While most buildings in the city held up, those in the countryside tumbled. On the outskirts of Chongqing, a school collapsed, killing at least five people. Residents said teachers kept the children inside, thinking it was safer.
The city of Mianyang
ordered all able-bodied males under 50 to take water and tools and walk
or drive to Beichuan, where most of the buildings had collapsed.
State TV broadcast tips for anyone trapped in the earthquake.
"If you're buried, keep calm and conserve your energy. Seek water and
food, and wait patiently for rescue," CCTV said.
Although initially measured at 7.8 magnitude, the U.S. Geological Survey
later revised its assessment of the quake to 7.9. Its depth — about six
miles below the surface, according to the USGS — gave the tremor such
wide impact, geologists said.
The earthquake also rattled buildings in Beijing,
930 miles to the north, causing evacuations of office towers.
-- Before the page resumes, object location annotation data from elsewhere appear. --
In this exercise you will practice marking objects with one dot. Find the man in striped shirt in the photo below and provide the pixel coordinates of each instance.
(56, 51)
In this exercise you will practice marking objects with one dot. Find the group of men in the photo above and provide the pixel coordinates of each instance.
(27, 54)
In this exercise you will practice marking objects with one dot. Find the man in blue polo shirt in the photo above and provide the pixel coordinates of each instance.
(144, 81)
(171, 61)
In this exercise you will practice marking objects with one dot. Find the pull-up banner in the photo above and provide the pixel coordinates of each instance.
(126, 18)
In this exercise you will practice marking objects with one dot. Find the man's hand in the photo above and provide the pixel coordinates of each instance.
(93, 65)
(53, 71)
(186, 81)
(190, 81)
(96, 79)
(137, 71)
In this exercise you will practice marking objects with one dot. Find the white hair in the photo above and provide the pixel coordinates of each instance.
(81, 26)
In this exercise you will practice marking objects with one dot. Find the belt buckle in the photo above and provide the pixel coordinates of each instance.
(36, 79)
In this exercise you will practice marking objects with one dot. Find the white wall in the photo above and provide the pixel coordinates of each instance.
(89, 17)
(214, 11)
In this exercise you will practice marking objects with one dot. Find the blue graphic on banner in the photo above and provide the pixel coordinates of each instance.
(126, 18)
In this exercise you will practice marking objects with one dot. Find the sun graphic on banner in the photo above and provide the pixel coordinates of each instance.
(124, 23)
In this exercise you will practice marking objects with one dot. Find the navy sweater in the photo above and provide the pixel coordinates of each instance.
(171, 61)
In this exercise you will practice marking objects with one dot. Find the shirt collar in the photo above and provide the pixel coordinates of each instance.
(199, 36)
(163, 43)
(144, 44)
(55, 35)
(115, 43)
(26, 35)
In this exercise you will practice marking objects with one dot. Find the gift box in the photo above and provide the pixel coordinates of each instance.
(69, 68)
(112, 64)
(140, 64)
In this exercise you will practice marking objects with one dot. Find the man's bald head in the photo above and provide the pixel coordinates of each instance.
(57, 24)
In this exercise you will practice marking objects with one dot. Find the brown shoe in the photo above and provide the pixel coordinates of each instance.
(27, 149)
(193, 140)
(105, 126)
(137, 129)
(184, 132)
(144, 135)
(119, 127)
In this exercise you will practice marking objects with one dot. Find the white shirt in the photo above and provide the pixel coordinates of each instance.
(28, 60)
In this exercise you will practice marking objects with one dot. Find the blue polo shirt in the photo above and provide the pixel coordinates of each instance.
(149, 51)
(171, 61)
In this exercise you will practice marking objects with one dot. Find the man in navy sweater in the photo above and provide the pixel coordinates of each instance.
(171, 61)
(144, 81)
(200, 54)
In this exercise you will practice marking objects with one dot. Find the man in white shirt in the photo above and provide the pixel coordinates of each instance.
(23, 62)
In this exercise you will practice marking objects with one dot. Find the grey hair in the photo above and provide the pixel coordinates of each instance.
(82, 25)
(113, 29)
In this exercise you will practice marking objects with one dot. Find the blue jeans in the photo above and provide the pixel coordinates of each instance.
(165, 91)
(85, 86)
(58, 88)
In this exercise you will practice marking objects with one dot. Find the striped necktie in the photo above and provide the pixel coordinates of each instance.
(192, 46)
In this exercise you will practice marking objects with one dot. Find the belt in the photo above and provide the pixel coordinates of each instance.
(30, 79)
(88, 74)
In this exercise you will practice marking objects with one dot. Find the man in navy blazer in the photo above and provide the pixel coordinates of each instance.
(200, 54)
People
ran screaming into the streets in other cities, where many residents
said they had never felt an earthquake.
In Beijing, where hundreds of thousands of foreign visitors are expected for the Olympics, stadiums, arenas and other venues for the games were undamaged.
Li Jiulin, a top engineer on the 91,000-seat National Stadium —
known as the Bird's Nest and the jewel of the Olympics — was conducting
a site inspection when the quake struck. He told reporters the building
was designed to withstand a 8.0 quake.
"The Olympic venues were not affected by the earthquake," said
Sun Weide, a spokesman for the Beijing organizing committee. "We
considered earthquakes when building those venues."
Some 660 miles to the east in Anhui province, chandeliers swayed in the lobby of the Buckingham Palace Hotel. "We've never felt anything like this our whole lives," said a hotel employee surnamed Zhu.
The massive Three Gorges
dam, the world's largest about 350 miles to the east of the epicenter,
was not affected, according to the information office of State Council
Three Gorges Construction Committee. The area around the enormous dam
remains increasingly precarious as rising waters in the reservoir have
led to landslides.
Premier Wen, after arriving in Chengdu, traveled to Dujiangyan, near the collapsed high school. On his plane, he appealed for people to rally together.
"This is an especially challenging task," state TV showed Wen
saying, reading from a statement. "In the face of the disaster, what's
most important is calmness, confidence, courage and powerful command."